Theo Epstein agrees with DePodesta. "We have put a lot of emphasis into building our farm system while trying to compete," Epstein said. "You have to have $300,000 players to practically afford the star-level players." The Red Sox figure it is not out of the realm of possibility that sometime in 2006 they could have Kevin Youkilis at third, Dustin Pedroia at second, Hanley Ramirez in center, Jon Papelbon in the rotation and Cla Meredith and Abe Alvarez setting up in the bullpen.
Meanwhile, the Red Sox have stayed in touch with John Olerud as a possible Doug Mienkiewicz replacement. Olerud is still bothered by the foot injury that knocked him out of the playoffs, and hopes to be ready to start trying to play by May 1.
Six thoughts
• The prayers of everyone in the game go out to esteemed colleague and friend Jayson Stark, whose mother, June, passed away last week. She was not a good, but a great person and the greatest fan of one of the finest journalists of his time.
| Tough-luck starters |
|
Starting pitchers have left games after the sixth inning with leads and had their bullpens blow the leads (2002-present):
|
|
Tim Hudson
|
19
|
|
Kip Wells
|
16
|
|
Oliver Perez
|
15
|
|
Cory Lidle
|
14
|
|
Randy Wolf
|
14
|
|
Darrell May
|
14
|
|
Source: Elias Sports Bureau
|
• What Dr. Charles Steinberg wrought Monday for the Red Sox ring ceremony was as close to perfection as anyone could imagine. But in some ways what Joe Torre, Derek Jeter and the Yankees did by standing on the steps of their dugout and applauding was perhaps the best thing about the day, a tribute to the Red Sox, their tradition and, most of all, their fans. "They earned it," Jeter said. "They defeated us."
• Bobby Crosby is the one player Oakland could least afford to lose.

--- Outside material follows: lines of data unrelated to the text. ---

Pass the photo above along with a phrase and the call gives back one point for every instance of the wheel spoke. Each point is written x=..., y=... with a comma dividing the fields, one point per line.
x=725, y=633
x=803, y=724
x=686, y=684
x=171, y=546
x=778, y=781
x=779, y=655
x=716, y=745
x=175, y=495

• The fact that Carl Crawford's contract was completed by the new owners, not Vince Naimoli, raises voices in Tampa that Naimoli might actually step down in the near future and that Gerry Hunsicker will end up the general manager.
• Brian Roberts' rapid ascension to a premier second baseman is testament to his intense work ethic honed by Mark Verstegen and Athletes Performance Institute in Tempe, Ariz.
• Few 32-year olds could better handle fame than Theo Epstein, who could be a rock star in his home town. But while Theo may love to play his guitar, his persona is closest to his twin brother Paul, a devoted social worker. Every penny that Epstein makes either speaking or doing a donut commercial with Johnny Damon goes to charity.